A History Of The Grand Ole Opry, The Longest Running U.S. Radio Show

| © Day 9: Nashville, TN (Grand Ole Opry House), Todd Van Hoosear/Flickr
Katie Miller

Drive into Nashville on any of the city’s major roadways and you’ll likely see the sign: ‘Music City, Metropolitan Nashville Davidson County, Home of the Grand Ole Opry.’ The Grand Ole Opry may be a radio show, but its influence on country music and the culture of Nashville writ large continues to be felt today, over 90 years after its founding in 1925. Here is a brief history of the Grand Ole Opry, the longest running radio show in the United States.
On November 28, 1925, the Grand Ole Opry was born when a radio announcer by the name of George D. Hay went live on the air for his first broadcast of a program that was, at the time, called WSM Barn Dance. The first show featured a performance by 77-year-old fiddle player by the name of Uncle Jimmy Thompson and was broadcast from a small, fifth-floor studio in the National Life & Accident Insurance building in downtown Nashville. The show gained popularity so rapidly that soon enough, locals were turning up in droves to the National Life & Accident Insurance studio. What had begun as a modest, one-hour live radio program had quickly blossomed into a foundational piece of Nashville culture and a major player in the status and shape of country music nationwide. Two years after his first broadcast, Hay coined the name ‘Grand Ole Opry’–and the rest, as they say, was history.

https://www.youtube.com/watch?v=wNNEjQcTXaU

And in the case of the Grand Ole Opry, history is a key word, as even today the live program never forsakes its nearly century-old roots. Today, listeners can tune into 650 AM WSM (as well as Channel 59 on Sirius XM or on the free Grand Ole Opry smartphone app) every Tuesday (seasonally), Friday, and Saturday night to hear a dynamic two and a quarter hours’ worth of live performances by both up-and-coming artists and established country music legends. (Visit the Grand Ole Opry online calendar for each night’s lineup of artists, as well as start times.) And while the show is known for bringing country music the spotlight and legitimacy that would ultimately pave the way for the genre to gain national popularity, the show is not limited to country music. In fact, over its decades-long tenure, celebrities from Jack Black to Stevie Wonder to Kevin Costner to then-President Richard Nixon have graced the hallowed Grand Ole Opry Stage.

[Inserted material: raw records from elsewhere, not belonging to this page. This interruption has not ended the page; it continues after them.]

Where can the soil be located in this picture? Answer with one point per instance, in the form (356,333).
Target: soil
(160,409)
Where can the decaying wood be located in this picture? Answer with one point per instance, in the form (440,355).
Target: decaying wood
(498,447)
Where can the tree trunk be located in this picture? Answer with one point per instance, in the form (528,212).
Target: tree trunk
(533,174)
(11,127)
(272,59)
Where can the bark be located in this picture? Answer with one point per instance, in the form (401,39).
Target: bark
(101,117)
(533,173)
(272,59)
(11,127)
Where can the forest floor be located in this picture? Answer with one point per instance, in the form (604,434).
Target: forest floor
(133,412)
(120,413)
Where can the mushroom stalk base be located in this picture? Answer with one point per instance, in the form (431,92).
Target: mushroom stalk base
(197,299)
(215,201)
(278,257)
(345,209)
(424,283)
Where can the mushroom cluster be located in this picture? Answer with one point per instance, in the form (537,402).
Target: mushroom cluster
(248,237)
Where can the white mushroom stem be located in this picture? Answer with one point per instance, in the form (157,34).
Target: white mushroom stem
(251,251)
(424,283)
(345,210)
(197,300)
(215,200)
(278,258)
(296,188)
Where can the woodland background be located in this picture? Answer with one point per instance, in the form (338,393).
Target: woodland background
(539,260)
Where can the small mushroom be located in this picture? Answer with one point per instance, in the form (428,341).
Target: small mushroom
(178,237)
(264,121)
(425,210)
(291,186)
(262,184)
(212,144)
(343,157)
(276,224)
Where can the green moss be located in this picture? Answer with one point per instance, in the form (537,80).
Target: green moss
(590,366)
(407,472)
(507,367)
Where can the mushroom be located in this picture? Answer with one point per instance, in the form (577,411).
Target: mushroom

https://www.youtube.com/watch?v=W2aTHAh4T-0

President Richard Nixon attends the grand opening of the Grand Ole Opry House in 1974 and plays a rendition of ‘God Bless America’ on the piano.

Devoted Grand Ole Opry listeners can even join the live audience to watch this foundational piece of Tennessee–and national–music history unfold. Every week, Grand Ole Opry performances are open to the public at the Grand Ole Opry auditorium in Opryland, which is located just 20 minutes northeast of downtown Nashville. It should come as no surprise that the 1920s-era National Life & Accident Insurance studio became much too small to host this national phenomenon of a live show very quickly. In fact, over its 90-plus years of broadcasting, the Grand Ole Opry has had no fewer than six different homes. It moved to the Hillsboro Theatre in 1934–what is today the Belcourt Theatre–and then again to a religious meeting hall in East Nashville known as the Dixie Tabernacle. In 1939, the Opry moved again and was performed at the War Memorial Auditorium downtown; in 1943, it moved to the Ryman Auditorium. It would finally settle into its newly built home in the Grand Ole Opry House in 1974, where it has resided ever since–with the exception of an annual three-month November-January stint, during which time the Opry is broadcast from the Ryman for a special called Opry at the Ryman.

Whether you join the thousands that flock to the Grand Ole Opry House to watch this show unfold every single week or, like millions across the country, you tune into 650 AM WSM to listen to this dynamic two hour and 15 minute set of live performances, a comprehensive understanding of Nashville’s history and its status as ‘Music City’ would be incomplete without a foray into the very radio show that ‘made country music famous.